/SpringSOAProxy

An attempt to simplify Spring based SOA application's services interaction

Primary LanguageJava

SpringSOAProxy

The project tries to simplify SOA application's services interaction. It could be useful for Spring based REST web services.

SOA application logic is split into multiple independent services. The services must call each other but they widely distributed between multiple hosts. Some of them can be hosted on the same server/node. Another services are hosted separately. During business logic implementation a developer need to call one service from another. It could be done by calling e.g. Spring's RestTemplate. The calls implementing could be really time consuming. The SpringSOAProxy hides the calling logic and allows to work with pure java interfaces (fixed contract).

Parts and components

Here you can find the modules:

  • core - all the main logic classes are there. The jar to be used as a library.
  • common - contract declaration, interfaces and DTO to define simplest SOA application.
  • user-service - service which implements UserController and uses independent ProjectController to express how interaction works.
  • project-service - service which implements ProjectController (to be used from the user-service).
  • soa-integration - represents how multiple module can work together and has some tests for the common logic.

How it works

On spring application start @ProxyableScan annotation is detected. It scans specified base packages for interfaces annotated with @Proxyable. For each of the found interfaces first check whether there is a bean implementing the interface. If there is no such bean a Proxy instance is created for the Controller.
The Proxy instance keeps an URL for the controller adn RestTemplate based invoker. On the Proxy call invoker marshalls call arguments, calls remote service (RestTemplate is used), unmarshalls the response and returns the results DTO to the caller.

How to use the library

Actually you need just core.jar module added to a project where you need the SOA Proxy.

  1. Define a contract.
    It means services API - controller interfaces must be defined as well as DTO (Data Transfer Objects) classes. The contract is a common module available for all the rest modules which really implement the contract (has the interfaces implementation).
    The interfaces are annotated with Spring REST annotations - @RequestMapping, @RequestParam etc. to define REST API. The same API is used when the interfaces are called remotely.
    The interfaces should be annotated as @Proxyable to be detected if you want to @Autowire them. Their proxies still can be created from ControllerFactory.getController(...) even without the annotation.
  2. Define two (or more) business logic modules to be deployed on separate nodes (servers or just separate JVM instances). Each of the modules depends on the contract module and implements one or more interfaces declared in the contract.
  3. If a Service1 module needs to access another module we just @Autowire the required controller and call the controller's methods. For example:
    @Service
    public class Service1 {
        @Autowired
        private Service2Controller service2;
        
        void callService1Controller() {
            Service2ResultDTO result = service2.call(<parameters>);
        }
    }

To properly initialize the Service2Controller there should be properly defined URL
in a .properties file. For example:

# URLs for the Controller interface's canonical class name.
com.contract.service.Service2Controller=http://localhost:8088/MyContextPath/

IMPORTANT! To enable the contract interfaces marked with @Proxyable annotation it is necessary to add @ProxyableScan annotation to your SpringBootApplication

@ProxyableScan("com.contract.service")
public class Service1WebApplication {
...
}

By default just simple http header "Accept" -> "application/json" is added on the remote calls.

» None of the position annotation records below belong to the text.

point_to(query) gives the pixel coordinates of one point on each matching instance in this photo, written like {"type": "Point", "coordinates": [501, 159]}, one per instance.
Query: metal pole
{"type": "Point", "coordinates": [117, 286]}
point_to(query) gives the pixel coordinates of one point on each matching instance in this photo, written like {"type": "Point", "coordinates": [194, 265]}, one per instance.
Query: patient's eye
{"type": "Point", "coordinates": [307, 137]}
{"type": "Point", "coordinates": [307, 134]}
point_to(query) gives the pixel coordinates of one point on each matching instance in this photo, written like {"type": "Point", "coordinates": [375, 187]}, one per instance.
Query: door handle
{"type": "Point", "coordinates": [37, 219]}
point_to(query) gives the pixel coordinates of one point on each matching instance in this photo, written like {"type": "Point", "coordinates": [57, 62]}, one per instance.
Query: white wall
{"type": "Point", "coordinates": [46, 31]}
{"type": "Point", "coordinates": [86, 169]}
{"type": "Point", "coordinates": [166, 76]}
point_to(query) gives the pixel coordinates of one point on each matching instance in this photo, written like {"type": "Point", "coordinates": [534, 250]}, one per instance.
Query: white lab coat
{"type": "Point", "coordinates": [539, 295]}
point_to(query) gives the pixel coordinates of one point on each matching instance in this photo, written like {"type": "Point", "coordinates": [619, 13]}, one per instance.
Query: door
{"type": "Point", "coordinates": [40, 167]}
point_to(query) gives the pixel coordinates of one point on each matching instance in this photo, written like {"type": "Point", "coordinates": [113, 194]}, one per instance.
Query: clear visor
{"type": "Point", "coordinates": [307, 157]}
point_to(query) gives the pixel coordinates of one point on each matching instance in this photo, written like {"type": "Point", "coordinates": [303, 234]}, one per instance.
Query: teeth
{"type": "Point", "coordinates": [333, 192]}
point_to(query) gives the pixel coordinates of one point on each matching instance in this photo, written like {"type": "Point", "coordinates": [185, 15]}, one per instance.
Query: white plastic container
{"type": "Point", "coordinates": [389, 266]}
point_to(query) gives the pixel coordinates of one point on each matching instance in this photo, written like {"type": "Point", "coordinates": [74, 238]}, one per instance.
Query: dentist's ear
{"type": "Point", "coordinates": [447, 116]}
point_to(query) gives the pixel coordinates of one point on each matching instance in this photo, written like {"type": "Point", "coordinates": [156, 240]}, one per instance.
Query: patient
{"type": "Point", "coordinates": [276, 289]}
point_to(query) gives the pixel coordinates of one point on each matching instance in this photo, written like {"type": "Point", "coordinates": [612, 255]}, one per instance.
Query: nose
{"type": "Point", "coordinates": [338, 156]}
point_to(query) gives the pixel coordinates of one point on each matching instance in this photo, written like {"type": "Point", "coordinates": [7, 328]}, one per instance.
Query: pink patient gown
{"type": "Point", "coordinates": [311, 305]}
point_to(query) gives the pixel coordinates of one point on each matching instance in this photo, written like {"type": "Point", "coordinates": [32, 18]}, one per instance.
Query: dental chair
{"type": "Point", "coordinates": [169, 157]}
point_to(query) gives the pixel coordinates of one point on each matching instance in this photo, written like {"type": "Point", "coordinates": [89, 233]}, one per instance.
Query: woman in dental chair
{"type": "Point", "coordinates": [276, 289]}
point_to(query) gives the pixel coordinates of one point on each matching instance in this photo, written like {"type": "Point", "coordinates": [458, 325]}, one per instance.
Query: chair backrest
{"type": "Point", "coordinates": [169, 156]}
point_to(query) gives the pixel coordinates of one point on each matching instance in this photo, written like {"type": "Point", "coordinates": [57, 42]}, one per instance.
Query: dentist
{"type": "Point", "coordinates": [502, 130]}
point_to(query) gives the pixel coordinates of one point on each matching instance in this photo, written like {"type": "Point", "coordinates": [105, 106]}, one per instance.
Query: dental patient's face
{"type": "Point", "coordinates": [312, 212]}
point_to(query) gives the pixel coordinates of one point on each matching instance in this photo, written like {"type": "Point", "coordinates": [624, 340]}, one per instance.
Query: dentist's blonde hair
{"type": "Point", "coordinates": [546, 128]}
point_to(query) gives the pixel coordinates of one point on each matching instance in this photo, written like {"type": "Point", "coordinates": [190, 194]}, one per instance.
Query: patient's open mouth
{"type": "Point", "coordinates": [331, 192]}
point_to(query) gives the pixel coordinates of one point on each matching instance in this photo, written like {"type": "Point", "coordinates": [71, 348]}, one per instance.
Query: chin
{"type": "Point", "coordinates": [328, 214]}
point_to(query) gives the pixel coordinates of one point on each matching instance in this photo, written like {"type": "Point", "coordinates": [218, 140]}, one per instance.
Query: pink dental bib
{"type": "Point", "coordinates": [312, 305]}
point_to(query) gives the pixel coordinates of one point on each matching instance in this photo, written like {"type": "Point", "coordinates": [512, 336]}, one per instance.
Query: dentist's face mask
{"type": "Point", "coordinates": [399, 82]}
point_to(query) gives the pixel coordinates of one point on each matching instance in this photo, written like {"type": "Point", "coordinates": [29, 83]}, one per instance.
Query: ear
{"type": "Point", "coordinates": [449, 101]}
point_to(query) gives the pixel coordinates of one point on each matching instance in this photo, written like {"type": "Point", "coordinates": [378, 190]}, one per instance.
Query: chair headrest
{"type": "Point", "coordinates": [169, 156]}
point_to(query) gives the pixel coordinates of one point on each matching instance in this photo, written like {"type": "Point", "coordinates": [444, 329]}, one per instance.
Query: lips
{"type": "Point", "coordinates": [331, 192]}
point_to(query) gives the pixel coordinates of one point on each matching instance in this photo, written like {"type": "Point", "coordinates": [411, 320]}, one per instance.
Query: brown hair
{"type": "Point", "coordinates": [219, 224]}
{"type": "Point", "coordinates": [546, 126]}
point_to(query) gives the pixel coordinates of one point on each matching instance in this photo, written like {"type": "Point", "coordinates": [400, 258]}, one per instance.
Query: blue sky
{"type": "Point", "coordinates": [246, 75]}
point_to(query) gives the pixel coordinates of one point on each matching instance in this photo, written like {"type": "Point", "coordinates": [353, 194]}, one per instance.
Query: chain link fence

To override the behavior with custom http headers set a custom bean implementing HttpHeadersResolver interface must be added. For example add the code to be added to @Configuration annotated class:

    @Bean
    public HttpHeadersResolver httpHeadersResolver() {
        MultiValueMap<String, String> map = new LinkedMultiValueMap<>();
        map.add("Accept","application/json");
        //... more headers here ...
        CommonHttpHeadersResolver resolver = new CommonHttpHeadersResolver(map);

        return resolver;
    }

The resolver can provide set of headers specific for each Controller's remote calls.